Y Social: an LLM-powered Social Media Digital Twin
Giulio Rossetti, Massimo Stella, Rémy Cazabet, Katherine Abramski, Erica Cau, Salvatore Citraro, Andrea Failla, Riccardo Improta, Virginia Morini, Valentina Pansanella
TL;DR
Y Social introduces a modular, LLM-powered digital twin for online social platforms, enabling controlled experiments on user interactions, content diffusion, and policy impact. It combines a REST API backend, an LLM interrogation server, and a simulation client to run heterogeneous AI agents with configurable personas. The paper demonstrates a political-debate case study and discusses the platform's potential to support multidisciplinary research, from network science to NLP and psychology. This work advances the ability to study human-AI co-evolution, algorithmic bias, and information dynamics in a reproducible, tunable virtual OSN.
Abstract
In this paper we introduce Y, a new-generation digital twin designed to replicate an online social media platform.

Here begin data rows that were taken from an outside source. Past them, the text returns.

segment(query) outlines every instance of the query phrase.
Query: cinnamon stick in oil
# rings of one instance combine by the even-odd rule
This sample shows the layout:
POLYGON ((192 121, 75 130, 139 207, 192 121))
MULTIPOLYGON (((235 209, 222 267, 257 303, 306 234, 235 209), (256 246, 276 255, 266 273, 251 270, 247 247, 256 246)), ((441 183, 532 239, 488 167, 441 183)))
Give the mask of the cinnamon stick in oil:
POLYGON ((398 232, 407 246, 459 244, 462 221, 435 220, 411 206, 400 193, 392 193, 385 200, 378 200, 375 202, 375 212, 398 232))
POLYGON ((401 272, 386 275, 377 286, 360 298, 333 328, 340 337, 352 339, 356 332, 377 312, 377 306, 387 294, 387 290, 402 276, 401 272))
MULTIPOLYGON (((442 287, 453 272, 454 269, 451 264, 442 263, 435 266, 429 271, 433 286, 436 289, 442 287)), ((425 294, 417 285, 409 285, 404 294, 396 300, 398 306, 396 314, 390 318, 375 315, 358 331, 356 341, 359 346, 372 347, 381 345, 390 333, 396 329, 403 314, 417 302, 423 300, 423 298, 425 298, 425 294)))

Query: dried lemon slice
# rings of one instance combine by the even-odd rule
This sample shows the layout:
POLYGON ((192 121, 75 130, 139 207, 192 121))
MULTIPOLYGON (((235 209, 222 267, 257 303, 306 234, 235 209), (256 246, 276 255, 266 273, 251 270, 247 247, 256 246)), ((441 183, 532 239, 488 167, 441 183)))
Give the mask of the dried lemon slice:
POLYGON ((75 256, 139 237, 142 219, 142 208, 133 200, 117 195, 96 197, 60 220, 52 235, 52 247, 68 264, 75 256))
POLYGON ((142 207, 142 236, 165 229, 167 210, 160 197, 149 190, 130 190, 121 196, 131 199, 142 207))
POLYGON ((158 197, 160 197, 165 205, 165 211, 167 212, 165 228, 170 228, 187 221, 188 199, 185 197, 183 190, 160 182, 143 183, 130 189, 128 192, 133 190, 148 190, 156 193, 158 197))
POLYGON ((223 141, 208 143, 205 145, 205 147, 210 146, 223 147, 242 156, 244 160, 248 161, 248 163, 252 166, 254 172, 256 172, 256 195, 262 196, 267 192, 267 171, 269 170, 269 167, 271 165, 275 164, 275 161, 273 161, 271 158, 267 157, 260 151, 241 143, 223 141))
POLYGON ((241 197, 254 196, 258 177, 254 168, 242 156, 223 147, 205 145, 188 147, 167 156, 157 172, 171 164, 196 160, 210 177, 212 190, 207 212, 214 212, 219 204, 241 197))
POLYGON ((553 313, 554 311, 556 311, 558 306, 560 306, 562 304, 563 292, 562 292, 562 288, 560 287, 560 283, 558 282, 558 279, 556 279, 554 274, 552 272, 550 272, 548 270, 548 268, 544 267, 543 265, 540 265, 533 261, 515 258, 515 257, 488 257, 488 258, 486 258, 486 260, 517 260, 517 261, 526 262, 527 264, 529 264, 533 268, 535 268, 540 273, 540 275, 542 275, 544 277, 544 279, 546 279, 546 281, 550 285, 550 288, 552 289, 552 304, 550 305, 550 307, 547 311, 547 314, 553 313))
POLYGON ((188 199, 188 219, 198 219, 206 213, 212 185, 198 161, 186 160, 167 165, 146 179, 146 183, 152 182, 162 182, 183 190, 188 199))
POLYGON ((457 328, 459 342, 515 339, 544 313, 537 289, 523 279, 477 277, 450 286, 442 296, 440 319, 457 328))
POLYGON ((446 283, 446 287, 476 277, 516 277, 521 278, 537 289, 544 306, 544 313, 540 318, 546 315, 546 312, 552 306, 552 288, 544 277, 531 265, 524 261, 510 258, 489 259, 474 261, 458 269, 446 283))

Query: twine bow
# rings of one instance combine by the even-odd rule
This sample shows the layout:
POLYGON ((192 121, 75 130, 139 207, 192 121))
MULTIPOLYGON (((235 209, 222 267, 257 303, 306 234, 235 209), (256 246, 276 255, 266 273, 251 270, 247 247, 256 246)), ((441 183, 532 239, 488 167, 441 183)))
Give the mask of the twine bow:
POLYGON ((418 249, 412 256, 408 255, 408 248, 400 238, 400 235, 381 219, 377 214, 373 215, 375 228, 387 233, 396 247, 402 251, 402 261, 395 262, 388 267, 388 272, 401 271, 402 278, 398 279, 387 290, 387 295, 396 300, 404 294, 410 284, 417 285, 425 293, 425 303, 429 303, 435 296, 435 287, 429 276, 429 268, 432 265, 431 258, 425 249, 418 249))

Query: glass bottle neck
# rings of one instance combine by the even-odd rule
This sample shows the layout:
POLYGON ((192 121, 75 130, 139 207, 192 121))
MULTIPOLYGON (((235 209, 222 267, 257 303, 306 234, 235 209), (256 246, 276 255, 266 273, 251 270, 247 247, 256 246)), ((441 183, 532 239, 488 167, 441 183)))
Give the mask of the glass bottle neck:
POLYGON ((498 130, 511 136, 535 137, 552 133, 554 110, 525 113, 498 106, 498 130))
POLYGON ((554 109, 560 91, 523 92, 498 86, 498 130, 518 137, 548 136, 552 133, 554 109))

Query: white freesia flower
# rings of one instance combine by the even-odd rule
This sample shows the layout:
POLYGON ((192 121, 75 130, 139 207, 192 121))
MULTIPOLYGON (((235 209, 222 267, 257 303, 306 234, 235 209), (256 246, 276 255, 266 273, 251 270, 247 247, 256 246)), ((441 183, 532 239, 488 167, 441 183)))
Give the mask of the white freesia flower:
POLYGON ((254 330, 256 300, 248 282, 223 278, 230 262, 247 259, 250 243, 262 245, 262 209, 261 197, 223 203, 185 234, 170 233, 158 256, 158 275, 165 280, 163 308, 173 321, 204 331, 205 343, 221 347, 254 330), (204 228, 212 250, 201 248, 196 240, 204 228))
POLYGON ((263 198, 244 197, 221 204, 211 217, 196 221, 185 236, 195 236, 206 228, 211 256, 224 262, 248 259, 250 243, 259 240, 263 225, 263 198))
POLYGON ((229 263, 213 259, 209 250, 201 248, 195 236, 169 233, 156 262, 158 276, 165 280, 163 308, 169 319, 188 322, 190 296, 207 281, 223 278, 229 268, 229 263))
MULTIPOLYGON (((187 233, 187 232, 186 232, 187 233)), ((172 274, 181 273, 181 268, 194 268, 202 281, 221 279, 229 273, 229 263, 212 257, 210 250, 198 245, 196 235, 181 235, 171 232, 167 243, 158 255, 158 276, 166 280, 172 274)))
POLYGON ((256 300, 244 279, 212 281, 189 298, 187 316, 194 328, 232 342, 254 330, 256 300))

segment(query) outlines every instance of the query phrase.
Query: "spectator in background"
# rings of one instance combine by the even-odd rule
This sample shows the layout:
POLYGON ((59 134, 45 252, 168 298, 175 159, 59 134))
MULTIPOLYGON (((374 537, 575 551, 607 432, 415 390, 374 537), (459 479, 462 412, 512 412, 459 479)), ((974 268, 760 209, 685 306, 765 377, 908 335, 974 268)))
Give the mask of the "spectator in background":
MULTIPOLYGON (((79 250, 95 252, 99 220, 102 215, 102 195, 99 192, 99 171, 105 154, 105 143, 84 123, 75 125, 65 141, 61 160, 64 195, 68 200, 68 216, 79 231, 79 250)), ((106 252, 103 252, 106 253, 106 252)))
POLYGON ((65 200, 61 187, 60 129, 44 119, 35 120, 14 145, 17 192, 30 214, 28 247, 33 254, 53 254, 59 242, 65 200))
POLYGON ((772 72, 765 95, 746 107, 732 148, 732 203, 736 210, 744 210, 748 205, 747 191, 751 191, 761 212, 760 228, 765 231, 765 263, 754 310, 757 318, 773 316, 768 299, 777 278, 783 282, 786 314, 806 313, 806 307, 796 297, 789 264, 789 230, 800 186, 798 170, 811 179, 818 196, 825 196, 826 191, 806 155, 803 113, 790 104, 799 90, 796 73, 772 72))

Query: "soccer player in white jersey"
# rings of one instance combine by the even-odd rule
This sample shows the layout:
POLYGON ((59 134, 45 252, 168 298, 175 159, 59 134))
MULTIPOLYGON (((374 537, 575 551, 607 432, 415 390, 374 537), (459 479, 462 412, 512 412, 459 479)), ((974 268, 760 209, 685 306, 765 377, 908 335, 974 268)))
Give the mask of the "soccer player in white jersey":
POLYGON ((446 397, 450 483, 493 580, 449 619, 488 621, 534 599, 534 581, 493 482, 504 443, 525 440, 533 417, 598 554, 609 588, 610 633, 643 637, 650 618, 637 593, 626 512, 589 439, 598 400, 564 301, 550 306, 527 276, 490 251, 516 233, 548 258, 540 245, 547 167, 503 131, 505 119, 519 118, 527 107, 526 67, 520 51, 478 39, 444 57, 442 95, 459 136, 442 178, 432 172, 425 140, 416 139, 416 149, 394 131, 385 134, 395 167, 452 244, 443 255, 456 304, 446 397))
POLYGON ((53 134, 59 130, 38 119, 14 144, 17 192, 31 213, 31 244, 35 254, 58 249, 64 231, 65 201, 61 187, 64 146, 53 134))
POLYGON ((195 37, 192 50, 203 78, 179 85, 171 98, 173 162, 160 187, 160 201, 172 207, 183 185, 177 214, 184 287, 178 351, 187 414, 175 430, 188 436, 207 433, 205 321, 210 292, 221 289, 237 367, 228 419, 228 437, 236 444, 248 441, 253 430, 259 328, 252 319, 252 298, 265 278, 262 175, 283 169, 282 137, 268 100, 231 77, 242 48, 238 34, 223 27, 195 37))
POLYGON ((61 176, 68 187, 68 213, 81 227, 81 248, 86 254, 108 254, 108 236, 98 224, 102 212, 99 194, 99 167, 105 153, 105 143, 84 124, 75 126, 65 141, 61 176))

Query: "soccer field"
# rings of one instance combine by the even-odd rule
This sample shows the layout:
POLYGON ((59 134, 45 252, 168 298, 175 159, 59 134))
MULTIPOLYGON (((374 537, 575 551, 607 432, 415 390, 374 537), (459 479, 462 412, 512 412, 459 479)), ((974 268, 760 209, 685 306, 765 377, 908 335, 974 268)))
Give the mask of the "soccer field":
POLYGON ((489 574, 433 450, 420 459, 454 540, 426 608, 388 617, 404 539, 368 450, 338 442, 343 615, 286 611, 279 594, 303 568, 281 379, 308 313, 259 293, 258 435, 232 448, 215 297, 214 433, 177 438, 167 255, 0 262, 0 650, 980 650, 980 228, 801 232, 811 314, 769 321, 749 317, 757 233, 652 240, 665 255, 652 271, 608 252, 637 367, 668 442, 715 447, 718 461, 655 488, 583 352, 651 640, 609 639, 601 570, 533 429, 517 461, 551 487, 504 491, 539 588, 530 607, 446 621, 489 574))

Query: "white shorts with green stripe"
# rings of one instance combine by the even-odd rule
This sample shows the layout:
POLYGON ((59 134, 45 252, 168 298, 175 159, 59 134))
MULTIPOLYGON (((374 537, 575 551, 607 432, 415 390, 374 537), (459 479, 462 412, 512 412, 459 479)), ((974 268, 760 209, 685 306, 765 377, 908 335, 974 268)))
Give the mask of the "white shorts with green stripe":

Digital twins are virtual replicas of physical systems that allow for advanced analyses and experimentation. In the case of social media, a digital twin such as Y provides a powerful tool for researchers to simulate and understand complex online interactions. {\tt Y} leverages state-of-the-art Large Language Models (LLMs) to replicate sophisticated agent behaviors, enabling accurate simulations of user interactions, content dissemination, and network dynamics. By integrating these aspects, Y offers valuable insights into user engagement, information spread, and the impact of platform policies. Moreover, the integration of LLMs allows Y to generate nuanced textual content and predict user responses, facilitating the study of emergent phenomena in online environments. To better characterize the proposed digital twin, in this paper we describe the rationale behind its implementation, provide examples of the analyses that can be performed on the data it enables to be generated, and discuss its relevance for multidisciplinary research.